ASA 125th Meeting Ottawa 1993 May

3pAA8. Role of the absorption distribution and generalization of Sabine's reverberation law in chaotic rooms: Geometrical and wave theory.

Fabrice Mortessagne

Olivier Legrand

Didier Sornette

Lab. de Phys. de la Matiere Condensee, CNRS URA 190, Faculte des Sci., Parc Valrose, B.P. 70, 06108 Nice Cedex 02, France

The theoretical validity of Sabine's law of reverberation in the true geometrical acoustic limit (TGAL) with mirror reflection relies solely on the conditions that almost all rays are chaotic and that absorption is ``sufficiently weak,'' as demonstrated by Joyce [J. Acoust. Soc. Am. 58, 643 (1975)]. It is shown here that exponential decay law may still hold in the TGAL for realistic large absorptions, depending on the spatial distribution of the absorption within the chaotic room.
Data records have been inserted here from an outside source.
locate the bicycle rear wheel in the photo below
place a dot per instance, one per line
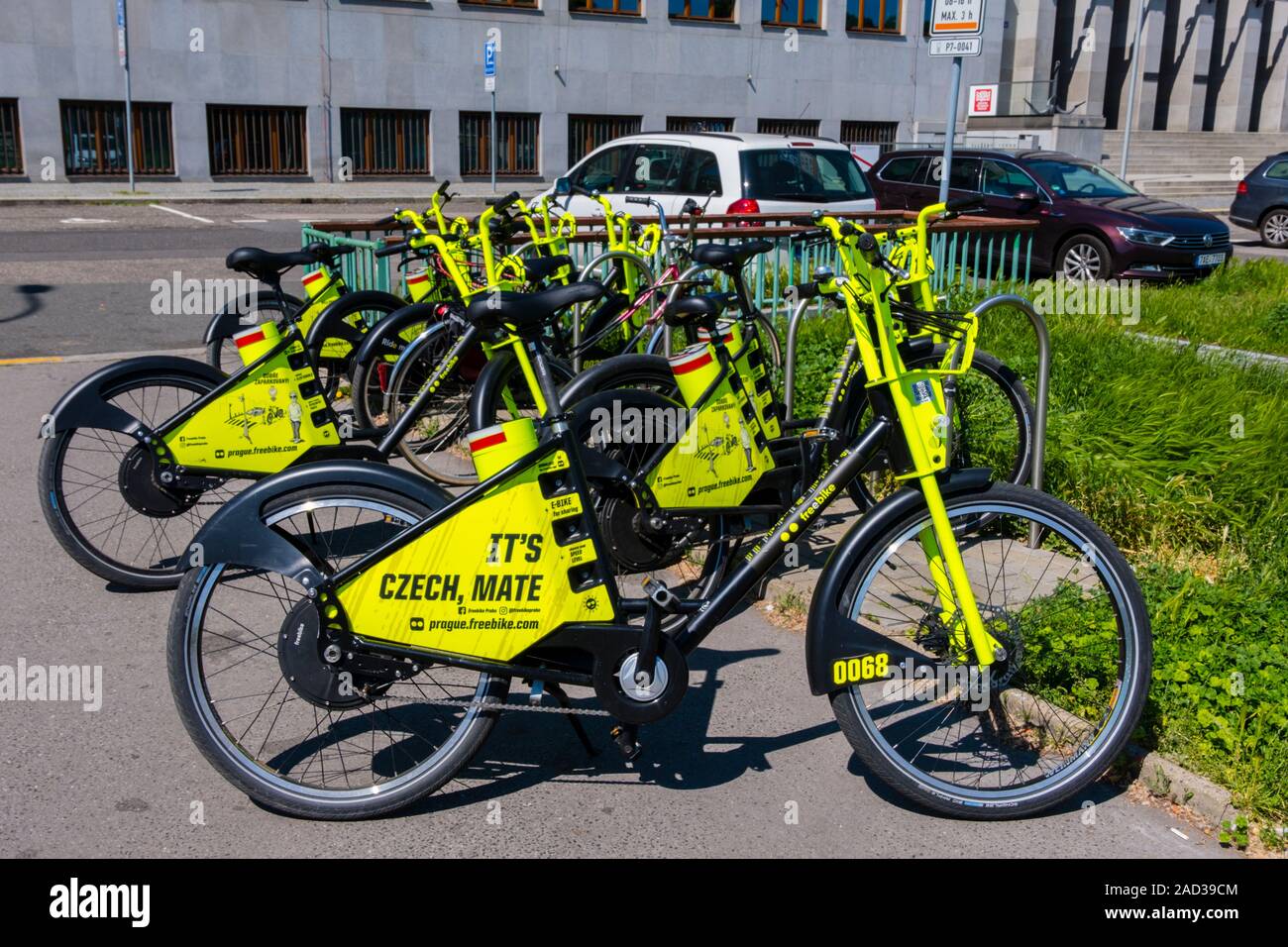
(1041, 723)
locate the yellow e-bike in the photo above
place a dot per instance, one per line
(352, 634)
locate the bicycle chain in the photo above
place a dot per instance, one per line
(494, 705)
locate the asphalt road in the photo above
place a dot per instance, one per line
(77, 279)
(715, 780)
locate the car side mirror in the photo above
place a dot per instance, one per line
(1026, 198)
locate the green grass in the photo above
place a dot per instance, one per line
(1241, 305)
(1184, 463)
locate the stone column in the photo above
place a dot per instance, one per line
(1190, 56)
(1274, 99)
(1094, 21)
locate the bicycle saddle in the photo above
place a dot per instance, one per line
(529, 309)
(542, 266)
(729, 256)
(700, 311)
(265, 265)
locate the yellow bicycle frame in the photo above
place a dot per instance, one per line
(918, 401)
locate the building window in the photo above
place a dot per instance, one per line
(613, 8)
(684, 123)
(805, 128)
(518, 144)
(385, 141)
(870, 133)
(791, 13)
(713, 11)
(589, 132)
(872, 16)
(11, 138)
(257, 140)
(94, 138)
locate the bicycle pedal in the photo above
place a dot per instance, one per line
(625, 738)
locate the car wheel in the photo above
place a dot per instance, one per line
(1274, 228)
(1083, 258)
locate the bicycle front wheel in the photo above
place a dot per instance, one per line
(1041, 723)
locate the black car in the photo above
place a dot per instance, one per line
(1261, 202)
(1093, 226)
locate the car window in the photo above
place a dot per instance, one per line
(1005, 179)
(599, 172)
(802, 174)
(656, 169)
(964, 174)
(700, 174)
(902, 170)
(1070, 179)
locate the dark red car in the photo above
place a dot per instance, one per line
(1093, 224)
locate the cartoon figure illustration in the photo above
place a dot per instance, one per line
(296, 414)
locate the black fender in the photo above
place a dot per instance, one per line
(331, 322)
(492, 376)
(384, 339)
(236, 534)
(84, 405)
(829, 634)
(601, 376)
(228, 321)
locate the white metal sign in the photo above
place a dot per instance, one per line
(961, 46)
(957, 18)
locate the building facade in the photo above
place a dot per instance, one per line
(290, 88)
(325, 89)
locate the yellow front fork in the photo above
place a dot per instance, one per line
(952, 583)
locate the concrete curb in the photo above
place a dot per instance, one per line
(1168, 780)
(1162, 777)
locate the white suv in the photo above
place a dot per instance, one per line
(747, 172)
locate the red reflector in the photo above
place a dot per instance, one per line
(692, 367)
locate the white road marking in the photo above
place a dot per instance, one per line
(191, 217)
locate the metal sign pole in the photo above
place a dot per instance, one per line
(1131, 89)
(951, 133)
(489, 85)
(123, 47)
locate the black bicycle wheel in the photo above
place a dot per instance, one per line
(1064, 692)
(273, 724)
(98, 497)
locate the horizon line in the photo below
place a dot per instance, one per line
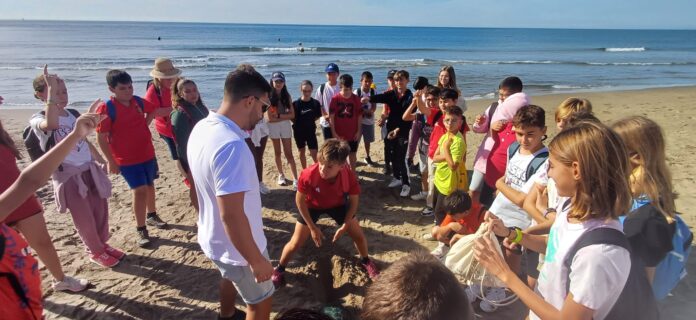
(347, 25)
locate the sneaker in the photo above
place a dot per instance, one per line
(105, 260)
(70, 284)
(143, 238)
(155, 221)
(263, 189)
(118, 254)
(492, 295)
(428, 236)
(369, 162)
(405, 191)
(281, 180)
(371, 269)
(278, 278)
(419, 196)
(440, 251)
(395, 183)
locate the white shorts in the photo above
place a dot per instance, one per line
(280, 130)
(260, 131)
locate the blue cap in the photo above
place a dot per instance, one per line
(332, 67)
(277, 76)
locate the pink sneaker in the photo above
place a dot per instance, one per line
(118, 254)
(371, 269)
(104, 260)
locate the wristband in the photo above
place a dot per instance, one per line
(518, 237)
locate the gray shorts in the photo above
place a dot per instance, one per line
(243, 279)
(368, 133)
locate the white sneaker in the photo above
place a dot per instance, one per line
(263, 189)
(493, 294)
(440, 251)
(419, 196)
(70, 284)
(395, 183)
(405, 191)
(281, 180)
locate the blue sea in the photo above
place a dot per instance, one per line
(547, 60)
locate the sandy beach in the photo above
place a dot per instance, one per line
(174, 278)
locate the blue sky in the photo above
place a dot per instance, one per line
(642, 14)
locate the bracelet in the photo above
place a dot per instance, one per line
(518, 238)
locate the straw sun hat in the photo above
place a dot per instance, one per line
(164, 69)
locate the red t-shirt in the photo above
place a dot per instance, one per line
(347, 115)
(8, 174)
(497, 159)
(439, 130)
(322, 194)
(17, 262)
(163, 125)
(130, 141)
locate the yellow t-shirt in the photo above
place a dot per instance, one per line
(446, 181)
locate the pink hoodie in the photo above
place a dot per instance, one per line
(506, 111)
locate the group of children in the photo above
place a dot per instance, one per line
(588, 177)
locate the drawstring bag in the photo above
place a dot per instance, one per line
(461, 261)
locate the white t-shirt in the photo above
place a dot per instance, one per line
(325, 100)
(221, 163)
(366, 120)
(66, 124)
(516, 177)
(599, 272)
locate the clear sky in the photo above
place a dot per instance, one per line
(613, 14)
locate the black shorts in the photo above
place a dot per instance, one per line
(306, 137)
(338, 214)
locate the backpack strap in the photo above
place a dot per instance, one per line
(536, 163)
(602, 235)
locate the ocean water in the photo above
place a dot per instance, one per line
(547, 60)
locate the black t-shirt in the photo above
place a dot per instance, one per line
(649, 234)
(306, 113)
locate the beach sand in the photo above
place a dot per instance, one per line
(174, 278)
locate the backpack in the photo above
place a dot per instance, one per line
(636, 301)
(673, 267)
(533, 165)
(111, 108)
(33, 143)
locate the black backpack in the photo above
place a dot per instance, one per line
(32, 142)
(636, 301)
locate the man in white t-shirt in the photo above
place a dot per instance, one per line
(324, 94)
(230, 228)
This dependence stems from the role of special ray trajectories that are analyzed. It is also demonstrated theoretically and numerically that Sabine's reverberation time is modified at large absorptions due to fluctuations in the number of encounters with the absorbing walls. This novel mechanism applies to many physical examples where a system decays from an initial metastable state with a generic exponential decay law, be it thermally activated or by quantum tunneling. A partial account of this work appeared in Europhys. Lett. 20, 287--293 (1992). Finally, a wave theory is given of Sabine's law for room acoustics relying on ergodic properties of the eigenmodes. Besides the global problem of reverberation, wave acoustics in ergodic rooms offer a true richness of phenomena that can be tackled with the help of tools developed in ``Quantrum Chaos.'' A preliminary account of this work appeared in Lect. Notes Phys. 392, 267 (1991).